In total, the NEM generator dataset contains technical and economic information relating to 203 generating units （conventional generators and renewable energy units, each has a dispatchable unit ID）, while the network dataset consists of 912 nodes, and 1406 AC edges with line voltages in the range of 110 kV to 500 kV.
There are ***5*** trading regions (NSW,QLD,SA,TAS,VIC) and ***16*** NEM zones in the operation devided by AEMO. To facilitate our transmission network planning study, We take this 16-node model by assuming that the power balance constriants are met in each NEM zone.Therefore, the load and wind power signals are aggragated in these 16 nodes based on their geographic positions.

In the original IEEE RTS 24-node model, it has 17 load nodes while no wind power. <br/>
In the modified IEEE RTS 24-node model, technical and economic information relating to generators and topology of existing lines are not changed.

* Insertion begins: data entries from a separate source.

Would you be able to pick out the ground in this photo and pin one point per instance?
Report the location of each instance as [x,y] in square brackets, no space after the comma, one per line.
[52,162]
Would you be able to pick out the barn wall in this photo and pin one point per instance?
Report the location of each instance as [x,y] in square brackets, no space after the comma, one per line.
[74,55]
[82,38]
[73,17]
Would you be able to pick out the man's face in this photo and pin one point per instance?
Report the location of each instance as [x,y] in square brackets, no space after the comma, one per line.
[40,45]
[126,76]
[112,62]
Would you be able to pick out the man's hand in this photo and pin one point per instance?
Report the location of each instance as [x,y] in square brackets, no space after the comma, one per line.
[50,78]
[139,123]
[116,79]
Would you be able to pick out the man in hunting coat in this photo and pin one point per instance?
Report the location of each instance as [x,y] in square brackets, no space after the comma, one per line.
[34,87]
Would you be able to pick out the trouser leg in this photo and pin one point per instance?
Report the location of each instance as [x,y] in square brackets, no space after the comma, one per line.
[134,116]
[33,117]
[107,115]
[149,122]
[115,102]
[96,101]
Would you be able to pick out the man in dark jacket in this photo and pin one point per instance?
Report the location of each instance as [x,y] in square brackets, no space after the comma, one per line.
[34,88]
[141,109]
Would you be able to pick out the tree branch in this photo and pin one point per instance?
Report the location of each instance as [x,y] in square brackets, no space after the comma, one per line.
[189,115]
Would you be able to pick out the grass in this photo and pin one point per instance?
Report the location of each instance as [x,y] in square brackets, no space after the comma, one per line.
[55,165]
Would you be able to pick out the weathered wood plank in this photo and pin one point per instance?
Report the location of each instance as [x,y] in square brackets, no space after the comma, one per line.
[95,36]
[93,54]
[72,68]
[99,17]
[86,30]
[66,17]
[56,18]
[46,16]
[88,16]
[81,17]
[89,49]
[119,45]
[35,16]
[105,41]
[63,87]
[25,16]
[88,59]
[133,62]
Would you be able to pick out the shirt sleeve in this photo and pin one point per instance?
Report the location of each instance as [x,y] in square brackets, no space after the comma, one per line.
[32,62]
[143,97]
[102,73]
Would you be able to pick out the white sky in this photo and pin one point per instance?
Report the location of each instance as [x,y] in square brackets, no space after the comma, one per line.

However, to be compatible with the NEM dataset: <br/> (1) load demand at #13 node (reference node) is set to be zero (so that we get a 16-load model);  <br/> (2) #11,#12,#17,#24 are selected as nodes equipped with wind power units.  

#### Note that, in estimating  Wasserstein distance discribing envolutionary changes:####
 
 (1) Alothough a 16-node load vector is considered, we estimate the Wasserstein distance using the load data aggregated at the five trading regions, since the detialed load data at each node is not avialiable;<br />
 (2) Although a 4-node wind power vector is considered, we estimate the Wasserstein distance using data at site "NSA", since wind power at the remaining sites are negligible in early years, say, the year of 2011.

### Basic procedures ###
1. Get the standard version of variable injections, $P_v=[P_D;P_W]$  denoted as $z$;
2. Fit distributions of $z$ as Gaussian mixture models (GMMs);
3. Calculate a Wasserstein-type distance between several 5-year-step GMM pairs, including [2011 v.s. 2016], [2012 v.s. 2017],  [2013 v.s. 2018], [2014 v.s. 2019], [2015 v.s. 2020]. Therefore, envolutionary changes over five years can be described.
    

## Import packages

In [1]:
import os
import pandas as pd
import numpy as np
from zipfile import ZipFile
from IPython.core.interactiveshell import InteractiveShell 
InteractiveShell.ast_node_interactivity = 'all'

from sklearn import mixture
from sklearn.cluster import MiniBatchKMeans

import scipy.io as sio
from pyomo.environ import *
import matplotlib.pyplot as plt

from random import random
from scipy.stats import multivariate_normal
from scipy.stats import matrix_normal

import matplotlib.pyplot as plt
import scipy.stats as sps
import scipy.linalg as spl
from scipy.optimize import linprog

import ot
from sklearn import preprocessing


##  Paths to directories

In [2]:
# Core data directory (common files)
data_dir = os.path.abspath(os.path.join(os.path.curdir, os.path.pardir, os.path.pardir, 'data'))

# MMSDM data directory
MMSDMdata_dir = os.path.join(data_dir,'AUS2009_2020')

# Network directory
network_dir = os.path.abspath(os.path.join(os.path.curdir, os.path.pardir, '1_network'))

# Generators directory
gens_dir = os.path.abspath(os.path.join(os.path.curdir, os.path.pardir, '2_generators'))

# Output directory
output_dir = os.path.abspath(os.path.join(os.path.curdir, 'output'))
output_for_mat_dir=os.path.abspath(os.path.join(os.path.curdir, 'output_for_mat'))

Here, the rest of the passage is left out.